Notice the simple call to Inertia from the Controller. Just like a Blade template.
We also went for Tailwind CSS instead of the more established Bootstrap CSS framework. Tailwind is a utility framework approach which means that instead of single giant templates in CSS with little HTML tags you just layer lots of little HTML tags onto an element to make it look the way that you want. It seems messy at first but once you get used to it, it’s life changingly fast. Using Tailwind, Alipne JS, Livewire and Laravel is called the TALL stack and I’m calling Vue, Inertia, Tailwind and Laravel the VITL stack. (Some people prefer the name LIT for this stack but I think Vue is a vital part of what makes this approach so awesome).
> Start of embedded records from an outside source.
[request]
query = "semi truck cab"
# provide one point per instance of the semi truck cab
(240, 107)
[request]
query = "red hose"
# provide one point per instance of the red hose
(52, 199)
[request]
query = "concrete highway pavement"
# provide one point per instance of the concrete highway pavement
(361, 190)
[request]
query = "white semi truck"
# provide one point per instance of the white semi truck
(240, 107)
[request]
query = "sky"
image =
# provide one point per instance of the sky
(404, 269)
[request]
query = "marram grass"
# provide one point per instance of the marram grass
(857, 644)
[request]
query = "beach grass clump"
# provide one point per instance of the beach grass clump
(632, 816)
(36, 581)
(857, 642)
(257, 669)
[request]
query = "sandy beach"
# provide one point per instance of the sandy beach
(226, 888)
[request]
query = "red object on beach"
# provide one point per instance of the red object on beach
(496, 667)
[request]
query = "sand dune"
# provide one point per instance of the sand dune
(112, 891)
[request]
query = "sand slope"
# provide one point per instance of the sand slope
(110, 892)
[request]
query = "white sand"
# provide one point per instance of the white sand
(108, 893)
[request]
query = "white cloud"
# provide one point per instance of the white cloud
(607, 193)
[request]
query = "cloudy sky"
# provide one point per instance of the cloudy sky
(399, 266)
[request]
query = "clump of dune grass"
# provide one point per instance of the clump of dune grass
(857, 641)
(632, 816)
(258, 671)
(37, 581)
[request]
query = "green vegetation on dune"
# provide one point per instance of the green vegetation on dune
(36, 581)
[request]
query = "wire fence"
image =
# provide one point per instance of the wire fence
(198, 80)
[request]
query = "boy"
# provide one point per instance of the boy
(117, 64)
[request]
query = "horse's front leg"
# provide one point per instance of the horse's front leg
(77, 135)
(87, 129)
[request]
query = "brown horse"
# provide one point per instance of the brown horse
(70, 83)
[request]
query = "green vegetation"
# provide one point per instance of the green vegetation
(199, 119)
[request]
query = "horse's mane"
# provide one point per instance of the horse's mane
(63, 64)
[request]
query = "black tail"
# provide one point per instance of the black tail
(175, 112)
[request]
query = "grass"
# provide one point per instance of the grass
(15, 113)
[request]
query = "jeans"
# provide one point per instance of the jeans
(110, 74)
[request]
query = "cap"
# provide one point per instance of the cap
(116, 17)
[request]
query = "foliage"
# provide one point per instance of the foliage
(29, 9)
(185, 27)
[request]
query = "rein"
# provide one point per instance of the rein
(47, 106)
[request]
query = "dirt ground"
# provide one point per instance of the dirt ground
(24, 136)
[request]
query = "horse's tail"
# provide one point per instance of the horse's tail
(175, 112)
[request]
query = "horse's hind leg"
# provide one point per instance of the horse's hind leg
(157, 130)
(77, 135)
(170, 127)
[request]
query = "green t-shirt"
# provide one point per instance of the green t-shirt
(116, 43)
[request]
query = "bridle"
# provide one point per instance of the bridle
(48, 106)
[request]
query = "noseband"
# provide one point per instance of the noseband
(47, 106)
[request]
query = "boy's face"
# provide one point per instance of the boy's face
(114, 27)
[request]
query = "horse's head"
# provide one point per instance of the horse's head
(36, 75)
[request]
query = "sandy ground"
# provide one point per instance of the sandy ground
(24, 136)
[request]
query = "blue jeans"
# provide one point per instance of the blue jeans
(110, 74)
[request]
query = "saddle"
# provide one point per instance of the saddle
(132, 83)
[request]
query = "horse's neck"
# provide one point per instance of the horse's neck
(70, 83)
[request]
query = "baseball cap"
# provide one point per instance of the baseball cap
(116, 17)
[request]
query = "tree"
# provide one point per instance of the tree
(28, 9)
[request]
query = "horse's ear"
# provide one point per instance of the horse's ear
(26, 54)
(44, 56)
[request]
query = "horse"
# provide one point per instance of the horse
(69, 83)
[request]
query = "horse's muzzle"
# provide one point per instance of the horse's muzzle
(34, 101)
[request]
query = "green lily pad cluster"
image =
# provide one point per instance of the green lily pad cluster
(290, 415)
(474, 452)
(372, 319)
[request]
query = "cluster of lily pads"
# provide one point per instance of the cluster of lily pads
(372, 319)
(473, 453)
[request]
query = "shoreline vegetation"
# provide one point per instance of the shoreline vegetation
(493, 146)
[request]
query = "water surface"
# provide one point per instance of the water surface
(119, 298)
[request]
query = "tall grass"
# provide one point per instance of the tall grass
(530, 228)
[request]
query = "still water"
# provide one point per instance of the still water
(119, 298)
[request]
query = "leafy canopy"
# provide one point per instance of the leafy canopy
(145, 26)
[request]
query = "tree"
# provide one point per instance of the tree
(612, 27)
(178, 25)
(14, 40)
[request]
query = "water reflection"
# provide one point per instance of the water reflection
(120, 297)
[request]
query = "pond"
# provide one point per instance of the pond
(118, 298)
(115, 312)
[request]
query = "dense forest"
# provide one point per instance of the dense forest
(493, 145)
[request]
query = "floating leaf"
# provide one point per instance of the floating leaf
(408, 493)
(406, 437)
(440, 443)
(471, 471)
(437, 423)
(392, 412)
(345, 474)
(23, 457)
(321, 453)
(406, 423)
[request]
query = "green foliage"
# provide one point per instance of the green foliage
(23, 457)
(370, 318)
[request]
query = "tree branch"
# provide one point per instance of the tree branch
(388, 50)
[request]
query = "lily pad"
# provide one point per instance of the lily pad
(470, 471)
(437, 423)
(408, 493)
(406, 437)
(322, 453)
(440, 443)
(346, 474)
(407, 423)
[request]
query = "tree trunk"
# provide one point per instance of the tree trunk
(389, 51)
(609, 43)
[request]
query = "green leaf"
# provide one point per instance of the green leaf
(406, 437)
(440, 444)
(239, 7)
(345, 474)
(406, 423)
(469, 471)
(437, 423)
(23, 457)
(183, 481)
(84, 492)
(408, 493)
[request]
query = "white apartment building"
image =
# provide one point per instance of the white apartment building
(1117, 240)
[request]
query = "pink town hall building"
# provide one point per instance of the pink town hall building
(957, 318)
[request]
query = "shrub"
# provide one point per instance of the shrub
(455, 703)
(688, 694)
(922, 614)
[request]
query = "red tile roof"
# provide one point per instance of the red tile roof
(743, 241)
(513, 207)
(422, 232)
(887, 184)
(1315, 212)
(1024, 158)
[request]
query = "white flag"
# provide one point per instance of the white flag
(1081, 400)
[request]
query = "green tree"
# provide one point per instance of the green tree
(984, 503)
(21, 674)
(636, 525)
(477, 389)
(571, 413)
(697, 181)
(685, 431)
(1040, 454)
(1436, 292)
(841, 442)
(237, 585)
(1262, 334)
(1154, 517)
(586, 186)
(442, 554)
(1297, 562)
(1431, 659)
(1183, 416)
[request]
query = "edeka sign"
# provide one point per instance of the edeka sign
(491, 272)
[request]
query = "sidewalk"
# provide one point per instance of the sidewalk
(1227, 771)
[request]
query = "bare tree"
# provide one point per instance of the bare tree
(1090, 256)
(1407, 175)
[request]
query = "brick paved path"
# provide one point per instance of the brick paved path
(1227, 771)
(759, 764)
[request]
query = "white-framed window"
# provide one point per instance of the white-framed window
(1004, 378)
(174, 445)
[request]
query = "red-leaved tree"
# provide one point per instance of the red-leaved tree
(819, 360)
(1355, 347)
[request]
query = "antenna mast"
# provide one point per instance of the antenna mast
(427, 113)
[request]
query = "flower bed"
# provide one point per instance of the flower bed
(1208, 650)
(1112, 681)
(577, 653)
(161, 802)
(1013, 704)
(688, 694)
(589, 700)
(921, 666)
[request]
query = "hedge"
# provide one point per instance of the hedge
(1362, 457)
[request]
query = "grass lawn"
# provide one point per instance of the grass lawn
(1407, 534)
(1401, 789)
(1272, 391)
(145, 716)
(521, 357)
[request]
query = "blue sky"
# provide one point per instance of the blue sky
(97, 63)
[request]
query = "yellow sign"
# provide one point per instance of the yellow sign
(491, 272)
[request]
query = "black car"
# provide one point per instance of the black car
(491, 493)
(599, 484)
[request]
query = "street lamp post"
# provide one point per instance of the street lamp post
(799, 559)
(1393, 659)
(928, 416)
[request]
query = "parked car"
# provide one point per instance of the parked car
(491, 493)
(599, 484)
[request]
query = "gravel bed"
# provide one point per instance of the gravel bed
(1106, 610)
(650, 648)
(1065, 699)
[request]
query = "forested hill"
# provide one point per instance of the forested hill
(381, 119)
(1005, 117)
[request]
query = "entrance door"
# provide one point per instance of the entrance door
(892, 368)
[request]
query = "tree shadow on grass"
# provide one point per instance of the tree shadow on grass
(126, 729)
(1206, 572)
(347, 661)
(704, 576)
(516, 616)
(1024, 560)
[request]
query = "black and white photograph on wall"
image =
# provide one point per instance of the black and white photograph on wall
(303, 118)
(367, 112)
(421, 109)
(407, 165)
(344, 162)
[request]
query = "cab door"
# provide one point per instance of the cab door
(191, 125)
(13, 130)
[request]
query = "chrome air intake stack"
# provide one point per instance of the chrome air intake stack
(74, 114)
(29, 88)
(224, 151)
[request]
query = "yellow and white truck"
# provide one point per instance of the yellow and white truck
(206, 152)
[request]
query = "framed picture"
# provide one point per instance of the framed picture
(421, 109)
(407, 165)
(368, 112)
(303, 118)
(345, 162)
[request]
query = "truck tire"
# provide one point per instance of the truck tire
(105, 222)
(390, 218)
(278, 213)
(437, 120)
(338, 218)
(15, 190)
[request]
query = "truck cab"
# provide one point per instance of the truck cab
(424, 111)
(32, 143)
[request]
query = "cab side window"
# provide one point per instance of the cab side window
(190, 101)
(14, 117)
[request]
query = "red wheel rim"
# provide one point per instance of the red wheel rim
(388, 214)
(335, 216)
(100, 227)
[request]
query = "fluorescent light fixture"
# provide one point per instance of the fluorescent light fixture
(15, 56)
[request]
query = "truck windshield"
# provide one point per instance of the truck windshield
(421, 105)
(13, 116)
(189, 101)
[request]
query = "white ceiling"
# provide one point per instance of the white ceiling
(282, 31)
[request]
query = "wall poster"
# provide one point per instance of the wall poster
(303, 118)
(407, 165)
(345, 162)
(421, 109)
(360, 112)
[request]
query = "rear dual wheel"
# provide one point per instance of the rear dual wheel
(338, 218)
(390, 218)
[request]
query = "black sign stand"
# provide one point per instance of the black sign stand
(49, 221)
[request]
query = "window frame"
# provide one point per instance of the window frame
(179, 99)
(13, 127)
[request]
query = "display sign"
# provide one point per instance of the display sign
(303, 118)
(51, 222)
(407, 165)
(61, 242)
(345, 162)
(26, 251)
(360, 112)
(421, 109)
Building software in-house is an unusual move for a Venture Capital fund but Icehouse Ventures has a unique approach that combines the scale of the Ice Angels network and the depth of major funds like IVX and Tuhua. Globally, the venture capital industry is being quickly re-shaped by increased investor demands for transparency & reporting and by startup founder demands for faster decision making & streamlined capital raising processes. Technology can be a force multiplier for us and having both php and a modern JavaScript framework like Vue in our toolkit means that we can move faster while still keeping things safe, stable and secure.